It is not at all uncommon to see a great-tit with a crooked tail, slightly sickle-shaped. It cannot always be the same bird, for it is 16 years since I first noticed a bird with such a tail, and nearly every year still (1912) I see one.
One may often hear a tapping sound in trees and shrubs that is made by a great-tit, and I have watched the bird after considerable tapping draw out a grub of some sort from under the bark. I noticed on another occasion that a tit in making this tapping noise was beating something (through the glass it looked like a beetle) which it held in its beak against a bough of the tree.

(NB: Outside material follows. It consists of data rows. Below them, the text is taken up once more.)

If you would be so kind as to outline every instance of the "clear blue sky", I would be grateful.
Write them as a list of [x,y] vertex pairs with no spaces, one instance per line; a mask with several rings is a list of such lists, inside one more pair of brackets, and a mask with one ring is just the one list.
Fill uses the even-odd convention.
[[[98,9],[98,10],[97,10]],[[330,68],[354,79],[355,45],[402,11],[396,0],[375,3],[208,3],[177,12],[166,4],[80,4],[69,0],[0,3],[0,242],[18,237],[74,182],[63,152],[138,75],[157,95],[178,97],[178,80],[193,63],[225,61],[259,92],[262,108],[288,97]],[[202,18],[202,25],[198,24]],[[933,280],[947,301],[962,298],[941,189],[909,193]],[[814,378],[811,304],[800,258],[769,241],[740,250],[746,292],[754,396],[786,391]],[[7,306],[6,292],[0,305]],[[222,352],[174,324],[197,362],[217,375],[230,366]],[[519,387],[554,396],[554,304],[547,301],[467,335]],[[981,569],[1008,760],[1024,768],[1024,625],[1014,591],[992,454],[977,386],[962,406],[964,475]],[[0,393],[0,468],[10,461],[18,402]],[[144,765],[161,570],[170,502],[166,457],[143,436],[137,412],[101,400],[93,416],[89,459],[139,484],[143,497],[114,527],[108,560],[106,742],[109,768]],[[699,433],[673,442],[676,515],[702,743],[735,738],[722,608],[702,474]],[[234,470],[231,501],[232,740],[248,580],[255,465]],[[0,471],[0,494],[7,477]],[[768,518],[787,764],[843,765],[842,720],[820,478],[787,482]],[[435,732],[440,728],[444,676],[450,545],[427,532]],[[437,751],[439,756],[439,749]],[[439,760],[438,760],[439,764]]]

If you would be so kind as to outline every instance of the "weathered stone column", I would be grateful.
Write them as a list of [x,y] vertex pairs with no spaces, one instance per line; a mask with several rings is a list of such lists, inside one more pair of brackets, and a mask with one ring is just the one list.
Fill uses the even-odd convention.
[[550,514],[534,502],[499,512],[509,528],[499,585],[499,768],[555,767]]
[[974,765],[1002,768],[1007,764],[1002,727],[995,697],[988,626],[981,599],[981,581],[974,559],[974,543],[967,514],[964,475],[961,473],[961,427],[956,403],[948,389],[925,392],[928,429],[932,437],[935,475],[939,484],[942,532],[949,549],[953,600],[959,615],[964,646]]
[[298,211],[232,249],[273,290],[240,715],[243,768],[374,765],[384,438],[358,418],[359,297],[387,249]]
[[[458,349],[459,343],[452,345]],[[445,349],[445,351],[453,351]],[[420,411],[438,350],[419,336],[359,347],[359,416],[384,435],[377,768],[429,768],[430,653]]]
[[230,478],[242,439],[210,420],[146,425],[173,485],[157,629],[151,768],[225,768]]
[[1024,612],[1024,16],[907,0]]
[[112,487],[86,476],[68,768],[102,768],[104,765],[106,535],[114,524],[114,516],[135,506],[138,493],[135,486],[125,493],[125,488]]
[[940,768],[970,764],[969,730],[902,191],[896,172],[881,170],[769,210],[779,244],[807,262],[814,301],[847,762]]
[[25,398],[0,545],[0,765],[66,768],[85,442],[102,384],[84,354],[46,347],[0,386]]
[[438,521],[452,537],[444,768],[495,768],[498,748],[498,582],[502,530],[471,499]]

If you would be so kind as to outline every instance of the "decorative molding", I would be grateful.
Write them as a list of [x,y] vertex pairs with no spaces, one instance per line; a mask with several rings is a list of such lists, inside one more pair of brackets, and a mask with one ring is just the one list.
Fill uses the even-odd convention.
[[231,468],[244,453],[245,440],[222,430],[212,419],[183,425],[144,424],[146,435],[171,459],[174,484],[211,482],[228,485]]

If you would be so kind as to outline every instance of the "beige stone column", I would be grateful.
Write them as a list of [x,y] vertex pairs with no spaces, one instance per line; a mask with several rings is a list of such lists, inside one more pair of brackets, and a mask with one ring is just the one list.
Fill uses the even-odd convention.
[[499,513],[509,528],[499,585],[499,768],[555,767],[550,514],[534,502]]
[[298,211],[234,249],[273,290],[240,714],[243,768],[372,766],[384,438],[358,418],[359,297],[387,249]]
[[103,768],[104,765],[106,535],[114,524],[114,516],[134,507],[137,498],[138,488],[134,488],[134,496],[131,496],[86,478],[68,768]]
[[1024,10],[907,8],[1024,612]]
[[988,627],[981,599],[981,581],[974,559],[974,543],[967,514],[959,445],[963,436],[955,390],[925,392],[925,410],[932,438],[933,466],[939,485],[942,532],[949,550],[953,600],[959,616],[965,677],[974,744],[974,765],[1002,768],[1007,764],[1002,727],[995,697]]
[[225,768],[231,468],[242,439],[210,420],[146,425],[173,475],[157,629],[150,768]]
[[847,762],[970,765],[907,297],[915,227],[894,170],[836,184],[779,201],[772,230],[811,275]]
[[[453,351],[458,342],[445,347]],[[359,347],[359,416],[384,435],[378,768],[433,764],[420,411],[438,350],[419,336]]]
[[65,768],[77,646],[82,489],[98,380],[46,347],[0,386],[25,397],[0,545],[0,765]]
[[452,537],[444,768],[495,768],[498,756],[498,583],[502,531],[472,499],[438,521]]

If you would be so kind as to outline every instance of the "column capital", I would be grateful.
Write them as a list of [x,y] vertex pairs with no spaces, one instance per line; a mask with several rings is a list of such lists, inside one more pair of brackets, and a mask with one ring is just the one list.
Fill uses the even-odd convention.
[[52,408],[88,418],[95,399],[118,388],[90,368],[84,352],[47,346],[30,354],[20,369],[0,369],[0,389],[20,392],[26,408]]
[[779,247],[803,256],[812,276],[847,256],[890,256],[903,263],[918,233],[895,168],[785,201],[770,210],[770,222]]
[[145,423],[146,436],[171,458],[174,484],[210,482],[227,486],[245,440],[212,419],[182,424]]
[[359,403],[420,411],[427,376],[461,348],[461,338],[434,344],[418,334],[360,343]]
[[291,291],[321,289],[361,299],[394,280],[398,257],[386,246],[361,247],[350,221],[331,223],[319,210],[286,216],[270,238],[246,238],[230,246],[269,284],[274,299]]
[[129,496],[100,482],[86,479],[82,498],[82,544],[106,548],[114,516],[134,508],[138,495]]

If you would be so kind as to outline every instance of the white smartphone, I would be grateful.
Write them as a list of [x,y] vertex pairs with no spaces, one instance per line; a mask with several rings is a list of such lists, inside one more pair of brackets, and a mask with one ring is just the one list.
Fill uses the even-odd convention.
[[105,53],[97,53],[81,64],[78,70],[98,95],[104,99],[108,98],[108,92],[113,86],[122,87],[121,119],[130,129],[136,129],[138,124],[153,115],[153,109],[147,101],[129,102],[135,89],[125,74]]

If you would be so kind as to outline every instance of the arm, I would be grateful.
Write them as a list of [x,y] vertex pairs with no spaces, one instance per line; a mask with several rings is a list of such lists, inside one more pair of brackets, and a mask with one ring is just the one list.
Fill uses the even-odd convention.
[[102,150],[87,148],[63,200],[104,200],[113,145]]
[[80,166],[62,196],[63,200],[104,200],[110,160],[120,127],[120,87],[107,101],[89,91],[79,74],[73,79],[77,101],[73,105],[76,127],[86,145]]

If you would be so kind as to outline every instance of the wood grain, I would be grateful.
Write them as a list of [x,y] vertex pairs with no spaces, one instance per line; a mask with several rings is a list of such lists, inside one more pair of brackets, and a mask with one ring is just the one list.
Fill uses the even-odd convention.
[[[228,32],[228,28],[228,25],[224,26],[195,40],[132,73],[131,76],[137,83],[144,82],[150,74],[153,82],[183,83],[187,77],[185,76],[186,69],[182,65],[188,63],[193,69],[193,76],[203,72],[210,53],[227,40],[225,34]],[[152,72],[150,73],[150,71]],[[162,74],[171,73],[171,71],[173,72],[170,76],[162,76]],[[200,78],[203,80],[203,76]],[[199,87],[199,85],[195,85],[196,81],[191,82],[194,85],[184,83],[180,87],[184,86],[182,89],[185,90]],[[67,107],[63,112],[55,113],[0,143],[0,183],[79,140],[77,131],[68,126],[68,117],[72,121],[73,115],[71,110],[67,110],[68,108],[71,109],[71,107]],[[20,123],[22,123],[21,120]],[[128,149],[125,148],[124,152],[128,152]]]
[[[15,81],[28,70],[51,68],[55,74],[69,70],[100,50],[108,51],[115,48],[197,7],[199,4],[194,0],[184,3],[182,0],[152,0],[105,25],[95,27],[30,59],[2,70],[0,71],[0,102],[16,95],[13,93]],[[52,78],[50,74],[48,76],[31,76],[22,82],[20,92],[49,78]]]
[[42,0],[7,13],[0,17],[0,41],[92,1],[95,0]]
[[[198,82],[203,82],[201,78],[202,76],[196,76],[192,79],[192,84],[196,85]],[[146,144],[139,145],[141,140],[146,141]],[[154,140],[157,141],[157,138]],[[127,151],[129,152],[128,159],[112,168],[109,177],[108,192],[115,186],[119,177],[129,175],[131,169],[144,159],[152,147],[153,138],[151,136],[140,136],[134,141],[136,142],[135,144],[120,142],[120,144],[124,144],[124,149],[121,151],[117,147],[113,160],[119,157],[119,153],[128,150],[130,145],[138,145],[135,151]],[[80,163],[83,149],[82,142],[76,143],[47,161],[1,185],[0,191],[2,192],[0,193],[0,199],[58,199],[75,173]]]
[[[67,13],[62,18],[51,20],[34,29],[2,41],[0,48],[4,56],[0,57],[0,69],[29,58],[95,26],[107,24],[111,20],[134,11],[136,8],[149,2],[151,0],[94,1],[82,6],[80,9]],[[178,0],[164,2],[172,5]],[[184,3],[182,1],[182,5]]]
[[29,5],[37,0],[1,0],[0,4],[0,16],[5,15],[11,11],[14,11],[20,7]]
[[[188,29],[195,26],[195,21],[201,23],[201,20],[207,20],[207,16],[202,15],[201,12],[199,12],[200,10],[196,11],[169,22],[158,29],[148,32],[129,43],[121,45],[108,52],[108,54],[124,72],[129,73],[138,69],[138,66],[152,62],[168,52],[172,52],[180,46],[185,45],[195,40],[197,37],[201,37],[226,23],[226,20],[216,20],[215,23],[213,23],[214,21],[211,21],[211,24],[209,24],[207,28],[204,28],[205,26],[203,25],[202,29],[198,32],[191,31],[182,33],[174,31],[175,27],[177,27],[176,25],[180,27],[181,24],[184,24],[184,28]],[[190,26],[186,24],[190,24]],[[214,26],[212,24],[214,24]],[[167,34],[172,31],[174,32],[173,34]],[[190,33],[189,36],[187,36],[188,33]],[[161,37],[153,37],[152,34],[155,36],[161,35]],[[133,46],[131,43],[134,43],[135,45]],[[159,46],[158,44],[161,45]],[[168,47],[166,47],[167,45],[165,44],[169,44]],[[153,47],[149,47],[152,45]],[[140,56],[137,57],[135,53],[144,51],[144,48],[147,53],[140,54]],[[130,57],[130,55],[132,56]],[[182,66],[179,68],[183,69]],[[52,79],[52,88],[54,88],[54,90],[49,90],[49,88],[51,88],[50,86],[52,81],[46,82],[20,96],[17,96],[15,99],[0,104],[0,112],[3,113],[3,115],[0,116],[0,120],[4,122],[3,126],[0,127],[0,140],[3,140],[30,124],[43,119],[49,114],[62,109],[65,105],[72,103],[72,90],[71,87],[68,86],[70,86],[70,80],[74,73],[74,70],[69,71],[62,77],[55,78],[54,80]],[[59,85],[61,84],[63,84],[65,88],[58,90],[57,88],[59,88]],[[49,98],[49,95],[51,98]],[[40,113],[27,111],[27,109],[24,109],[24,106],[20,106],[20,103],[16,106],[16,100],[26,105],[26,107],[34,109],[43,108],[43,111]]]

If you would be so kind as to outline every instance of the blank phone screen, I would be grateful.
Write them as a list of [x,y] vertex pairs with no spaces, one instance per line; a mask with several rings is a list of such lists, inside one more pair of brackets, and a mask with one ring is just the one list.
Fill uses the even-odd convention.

Like tom-tits, great-tits will fly off with grains of Indian corn, and, like coal-tits, they are fond of sunflower seeds. (In spite of what Gilbert White says, I have never seen tom-tits here touch sunflower seeds.)
A great-tit has a note very much like the "pink, pink" of a chaffinch, which he occasionally uses.
Though great-tits are, no doubt, handsome birds, they are not nearly so interesting in my opinion as either of the other three common kinds of tit. None of them, indeed, can really compare in interest with that audacious little villain, the tom-tit, or blue-tit, or, as he is called here, blue-cap. He is so full of spirits, so resolute and domineering, I delight to hear his cheery little song, if it is to be called a song.
Sundial in Old Church Yard.
Tom-tits in abundance come to the food-stand, which in the first instance was specially intended for their benefit. They will come more or less the whole year through if the food is left there, but, of course, many more in winter than in summer, and most of all in February and the beginning of March, when I have counted twelve on the stand at once, but the numbers fall off very quickly towards the middle of March.